19.01.2024 - Mikel Jason Münnekhoff, Sherief Ahmed - 9 min read Part 1: A Brief Introduction Transitioning from Prometheus to OpenTelemetry - A Journey of a Cluster's Metrics Evolution

You cannot dive into Kubernetes metrics without stumbling across Prometheus. With ~50k GitHub stars, the 2nd ever hosted CNCF project is a long-time major player and an obvious go-to in the world of metrics tech stacks. The Prometheus community is huge, with lots of thoughts and situations already publicly discussed and prometheus-community, the GitHub organization dedicated to the community, providing unofficial yet very sophisticated and useful components, artifacts and best practices.
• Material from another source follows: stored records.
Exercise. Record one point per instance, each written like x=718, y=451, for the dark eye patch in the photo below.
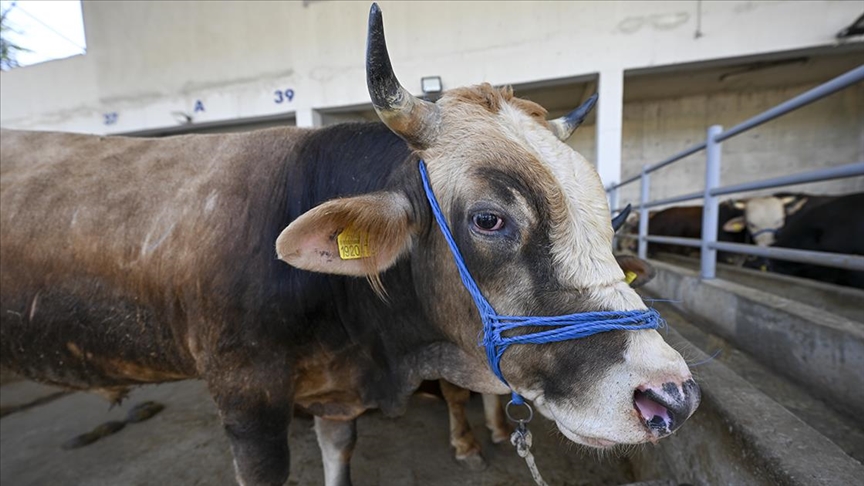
x=488, y=222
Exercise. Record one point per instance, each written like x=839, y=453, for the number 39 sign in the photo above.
x=283, y=96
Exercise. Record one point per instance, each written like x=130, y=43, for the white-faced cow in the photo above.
x=129, y=261
x=764, y=217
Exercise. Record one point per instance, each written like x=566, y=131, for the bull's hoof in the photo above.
x=143, y=411
x=100, y=431
x=473, y=461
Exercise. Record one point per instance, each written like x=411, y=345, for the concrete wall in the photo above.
x=147, y=62
x=827, y=133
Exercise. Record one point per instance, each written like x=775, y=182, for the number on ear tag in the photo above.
x=353, y=245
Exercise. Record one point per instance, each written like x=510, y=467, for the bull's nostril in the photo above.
x=666, y=407
x=656, y=416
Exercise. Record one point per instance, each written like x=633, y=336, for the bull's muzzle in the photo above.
x=667, y=407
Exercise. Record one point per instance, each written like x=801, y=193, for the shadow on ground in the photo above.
x=184, y=445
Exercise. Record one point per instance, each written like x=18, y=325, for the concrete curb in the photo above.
x=741, y=436
x=810, y=346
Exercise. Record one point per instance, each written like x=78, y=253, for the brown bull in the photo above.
x=130, y=261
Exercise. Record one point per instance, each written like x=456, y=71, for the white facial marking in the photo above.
x=581, y=247
x=764, y=213
x=607, y=417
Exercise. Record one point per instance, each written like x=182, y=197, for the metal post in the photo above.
x=710, y=211
x=645, y=188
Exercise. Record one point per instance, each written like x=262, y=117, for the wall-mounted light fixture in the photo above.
x=431, y=85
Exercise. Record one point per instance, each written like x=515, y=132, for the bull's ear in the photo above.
x=734, y=225
x=638, y=272
x=359, y=236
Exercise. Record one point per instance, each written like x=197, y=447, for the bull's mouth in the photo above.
x=655, y=416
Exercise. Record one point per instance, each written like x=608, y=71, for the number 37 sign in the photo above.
x=283, y=96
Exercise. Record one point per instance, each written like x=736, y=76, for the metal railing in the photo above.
x=713, y=150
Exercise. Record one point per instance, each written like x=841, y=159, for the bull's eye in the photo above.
x=487, y=222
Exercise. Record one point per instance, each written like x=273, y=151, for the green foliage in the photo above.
x=8, y=49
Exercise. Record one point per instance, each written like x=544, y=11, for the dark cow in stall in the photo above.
x=836, y=226
x=763, y=217
x=686, y=222
x=130, y=261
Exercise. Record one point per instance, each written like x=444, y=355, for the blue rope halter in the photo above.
x=558, y=328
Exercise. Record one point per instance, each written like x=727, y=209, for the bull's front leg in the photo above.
x=336, y=438
x=461, y=437
x=495, y=419
x=255, y=406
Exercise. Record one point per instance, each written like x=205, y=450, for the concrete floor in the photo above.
x=184, y=445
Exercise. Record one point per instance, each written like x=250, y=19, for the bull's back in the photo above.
x=108, y=246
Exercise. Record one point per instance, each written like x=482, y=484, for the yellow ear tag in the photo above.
x=353, y=245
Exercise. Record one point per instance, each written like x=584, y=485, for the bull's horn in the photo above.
x=618, y=221
x=565, y=126
x=411, y=118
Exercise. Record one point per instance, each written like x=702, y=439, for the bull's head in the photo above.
x=530, y=217
x=764, y=216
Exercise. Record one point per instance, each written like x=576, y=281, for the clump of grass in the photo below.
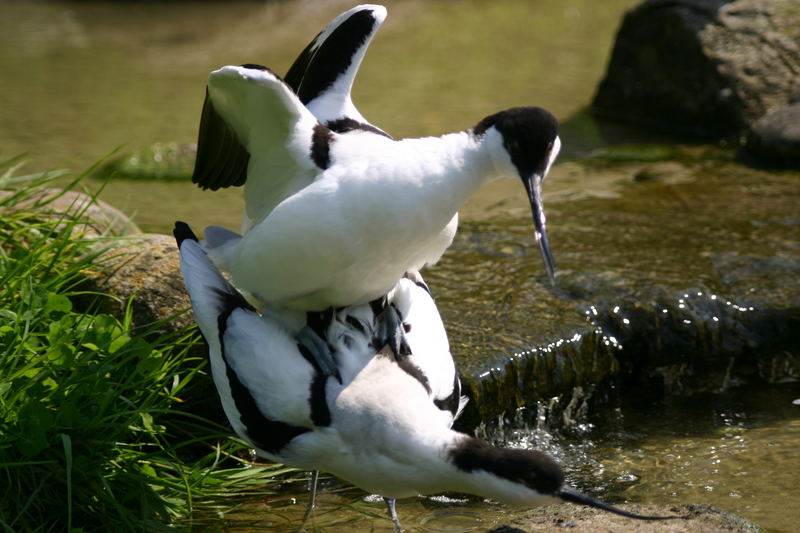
x=92, y=434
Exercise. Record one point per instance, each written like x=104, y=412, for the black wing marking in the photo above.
x=320, y=64
x=221, y=158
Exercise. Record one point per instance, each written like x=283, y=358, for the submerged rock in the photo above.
x=699, y=519
x=708, y=67
x=675, y=287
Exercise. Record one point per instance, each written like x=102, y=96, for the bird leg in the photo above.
x=313, y=346
x=390, y=504
x=312, y=497
x=390, y=331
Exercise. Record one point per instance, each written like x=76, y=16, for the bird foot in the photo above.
x=390, y=505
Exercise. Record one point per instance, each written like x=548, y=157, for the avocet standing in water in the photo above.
x=343, y=216
x=382, y=426
x=322, y=76
x=333, y=218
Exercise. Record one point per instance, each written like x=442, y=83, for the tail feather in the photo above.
x=210, y=293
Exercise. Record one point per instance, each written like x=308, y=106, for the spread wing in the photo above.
x=323, y=74
x=248, y=110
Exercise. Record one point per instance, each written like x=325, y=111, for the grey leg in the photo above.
x=390, y=504
x=312, y=496
x=320, y=351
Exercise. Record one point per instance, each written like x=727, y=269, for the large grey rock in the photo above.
x=708, y=67
x=145, y=270
x=774, y=139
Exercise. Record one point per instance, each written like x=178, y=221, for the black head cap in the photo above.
x=528, y=136
x=534, y=469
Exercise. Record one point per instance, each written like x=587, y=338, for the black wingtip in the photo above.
x=182, y=231
x=574, y=496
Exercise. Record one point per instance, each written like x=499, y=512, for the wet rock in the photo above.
x=774, y=140
x=672, y=286
x=699, y=519
x=144, y=270
x=98, y=218
x=707, y=67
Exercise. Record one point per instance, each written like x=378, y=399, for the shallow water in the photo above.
x=737, y=451
x=80, y=79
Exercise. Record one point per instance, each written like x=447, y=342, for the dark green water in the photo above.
x=80, y=79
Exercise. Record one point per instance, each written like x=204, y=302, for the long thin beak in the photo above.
x=533, y=184
x=569, y=494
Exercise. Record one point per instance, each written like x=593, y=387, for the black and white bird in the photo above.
x=335, y=218
x=385, y=425
x=322, y=76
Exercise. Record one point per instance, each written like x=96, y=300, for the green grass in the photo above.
x=94, y=432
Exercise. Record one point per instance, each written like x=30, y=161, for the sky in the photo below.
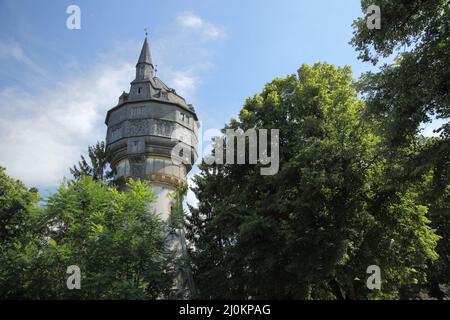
x=57, y=84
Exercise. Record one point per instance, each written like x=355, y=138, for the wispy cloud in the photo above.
x=12, y=50
x=45, y=131
x=44, y=134
x=191, y=22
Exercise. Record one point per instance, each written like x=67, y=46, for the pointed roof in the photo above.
x=145, y=56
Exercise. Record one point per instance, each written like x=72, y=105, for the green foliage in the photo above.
x=410, y=92
x=118, y=245
x=333, y=209
x=98, y=168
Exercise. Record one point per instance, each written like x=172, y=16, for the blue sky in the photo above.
x=57, y=84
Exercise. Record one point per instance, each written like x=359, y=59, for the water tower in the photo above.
x=141, y=132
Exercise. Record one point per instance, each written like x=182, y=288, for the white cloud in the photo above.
x=13, y=50
x=44, y=134
x=45, y=131
x=191, y=22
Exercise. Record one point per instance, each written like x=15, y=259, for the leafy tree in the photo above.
x=19, y=214
x=98, y=168
x=110, y=235
x=409, y=92
x=334, y=208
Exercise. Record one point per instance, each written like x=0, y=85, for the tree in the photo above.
x=19, y=217
x=111, y=236
x=98, y=168
x=409, y=92
x=311, y=230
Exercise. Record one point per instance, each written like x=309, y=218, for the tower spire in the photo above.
x=144, y=66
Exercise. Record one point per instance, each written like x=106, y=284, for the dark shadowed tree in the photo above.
x=98, y=165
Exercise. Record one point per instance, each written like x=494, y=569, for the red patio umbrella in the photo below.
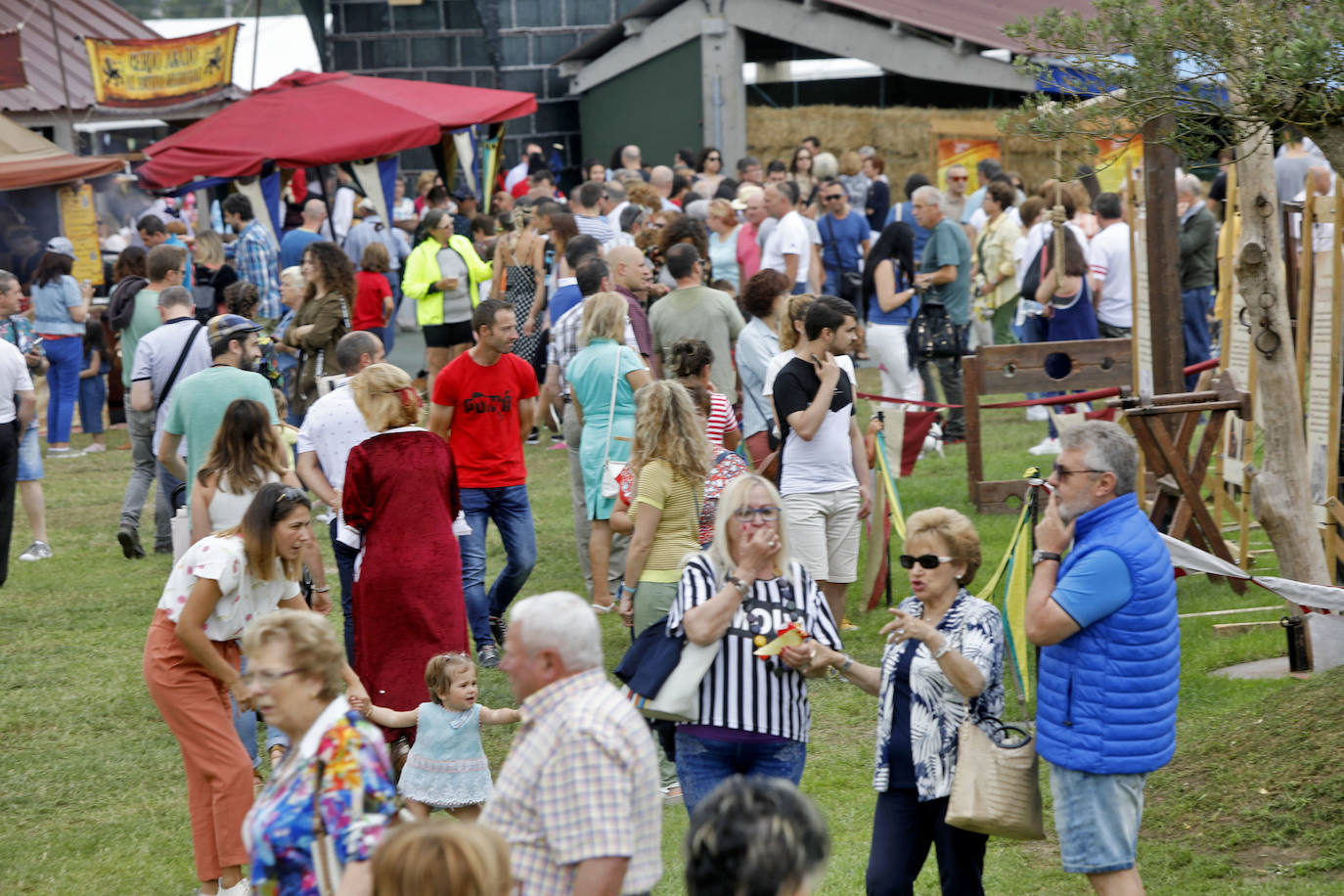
x=322, y=118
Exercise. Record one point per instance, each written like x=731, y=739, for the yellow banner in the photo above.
x=79, y=225
x=161, y=72
x=965, y=154
x=1111, y=154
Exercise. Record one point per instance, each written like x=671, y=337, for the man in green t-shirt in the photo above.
x=944, y=277
x=200, y=402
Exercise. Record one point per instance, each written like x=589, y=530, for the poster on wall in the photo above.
x=79, y=225
x=1114, y=156
x=967, y=154
x=161, y=72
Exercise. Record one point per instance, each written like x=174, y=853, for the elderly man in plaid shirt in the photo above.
x=578, y=795
x=255, y=252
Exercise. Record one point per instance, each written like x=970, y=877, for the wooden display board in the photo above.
x=1010, y=370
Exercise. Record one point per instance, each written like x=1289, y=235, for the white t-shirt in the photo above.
x=14, y=377
x=789, y=238
x=331, y=428
x=243, y=598
x=1107, y=256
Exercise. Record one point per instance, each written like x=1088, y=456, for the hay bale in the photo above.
x=902, y=135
We have run Prometheus in our Kubernetes clusters, too. Like any piece of software, Prometheus has some drawbacks. For example, as clusters grow, the instances get huge. In our case, we are talking about managing an extra node group just for large AWS EC2 instances, as our usual, more cost-efficient instances don’t provide enough memory to host them. With this and a few other identified use-case specific issues, we wanted to give something else a try and see if it’s worth migrating away from Prometheus.

This is the beginning of a short series of blog posts. We take you along on our journey to replace Prometheus with OpenTelemetry. This first post is a general introduction to OpenTelemetry. If you like, you can skip to one of the other, more technical and practical parts:

What Is OpenTelemetry?

In platforms and operations teams, we usually talk about specific software: Did we install Grafana? Is fluent-bit running properly? Have you checked the velero backups? What’s the ArgoCD status? All of these applications offer a specific, (hopefully) well-designed feature set which is the reason we run them. And there is nothing wrong with that. However, there may come the time when we want to replace something. Maybe the application we use is discontinued or the licenses have changed. Or maybe there’s something better than what we currently deploy. In such situations, we often start from scratch, because the applications bring their own system they operate in. Custom APIs and protocols, custom formats, maybe some proprietary parts.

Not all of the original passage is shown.